Col secondo motivo la ricorrente, denunciando violazione e falsa applicazione degli artt. 141, ultimo comma, c.p.c., 24 Cost. e 101 c.p.c., censura la sentenza impugnata nella parte in cui ha ritenuto la regolarità della notifica per mancanza di prova dell’avvenuto trasferimento del procuratore anche in assenza di contestazione da parte dell’amministrazione. Deduce che, in mancanza di contestazioni sul punto e in presenza di documenti attestanti il cambiamento, era del tutto inutile il ricorso alla prova testimoniale. Infatti, la prova emergeva dalla fattura del traslocatore, che è documento fiscale con fede privilegiata, e dalla dichiarazione inviata dal difensore all’ufficio Iva.

Il Tribunale Superiore, secondo la ricorrente, avrebbe errato nel mettere in dubbio la circostanza del trasferimento nonostante la stessa non fosse stata contestata dall’amministrazione, che si era limitata a lamentare la mancata pubblicità dell’avvenuto cambiamento di indirizzo. Il che costituisce, secondo la ricorrente, violazione dell’art. 112 c.p.c.

Sarebbe stato violato, inoltre, l’art. 116 c.p.c., in quanto il Tribunale Superiore non avrebbe tenuto in alcun conto il comportamento delle parti. Il che costituirebbe, altresì, violazione del diritto di difesa e del contraddittorio.

 

 

 

MOTIVI DELLA DECISIONE

 

 

 

Il primo motivo è infondato. Secondo una consolidata giurisprudenza della Corte, formatasi dopo alcuni contrasti nella meno recente giurisprudenza, la notificazione presso il procuratore domiciliatario della parte viene validamente eseguita con la consegna di copia dell’atto al collega di studio, considerato che l’art. 139, secondo comma, c.p.c., nell’includere, fra i possibili consegnatari, l’addetto all’ufficio del destinatario, richiede una situazione di comunanza di rapporti che, quale quella del professionista che ha in comune col destinatario dell’atto lo stesso studio, faccia presumere che il primo porterà a conoscenza del secondo l’atto ricevuto, considerata senza comportare necessariamente un vincolo di dipendenza o subordinazione (si vedano, in particolare, le sentenze delle Sezioni unite 8186/1987; 307/1989; 8478/1990). Il Collegio aderisce a tale indirizzo, non essendo state prospettate nuove e decisive ragioni per seguire l’interpretazione sostenuta dalla ricorrente.

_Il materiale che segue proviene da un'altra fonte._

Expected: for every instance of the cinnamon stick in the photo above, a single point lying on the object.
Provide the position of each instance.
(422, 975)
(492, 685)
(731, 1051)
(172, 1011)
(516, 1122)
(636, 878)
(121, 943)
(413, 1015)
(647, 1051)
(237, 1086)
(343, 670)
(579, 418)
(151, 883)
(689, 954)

Neppure il secondo mezzo può trovare accoglimento, in quanto, con lo stesso, la ricorrente tende ad introdurre un diretto sindacato, inibito in sede di legittimità, sulla valutazione delle prove compiuta dal Tribunale Superiore delle Acque Pubbliche circa la non idoneità della documentazione offerta a dimostrare l’avvenuto trasferimento del procuratore domiciliatario dallo studio in cui era stata ricevuta la copia dell’atto da notificare. Tale valutazione, sostenuta da adeguata motivazione, è immune da rilievi di legittimità, soprattutto se si considera che i detti documenti non contengono una attestazione dell’avvenuta interruzione dei rapporti tra il procuratore e il collega di studio che aveva ricevuto la copia, e della data di tale interruzione, essendo mere dichiarazioni di parte.

Il rigetto delle predette censure comporta il rigetto del ricorso, non potendo darsi ingresso alle questioni svolte nei motivi d’appello, perché sulle stesse non vi è stata alcuna pronuncia da parte del giudice a quo, che ha dichiarato inammissibile il gravame.

Il rigetto del ricorso comporta la condanna della ricorrente alle spese, da liquidarsi in complessivi euro tremilacento, di cui euro tremila per onorari, oltre alle spese generali, gli oneri accessori dovuti per legge e le spese prenotate a debito.

 

 

 

P.Q.M.

 

 

 

La Corte di Cassazione a Sezioni unite rigetta il ricorso e condanna la ricorrente alle spese, liquidate in complessivi euro tremilacento/00, di cui euro tremila per onorari, oltre alle spese generali, gli oneri accessori di legge e le spese prenotate a debito.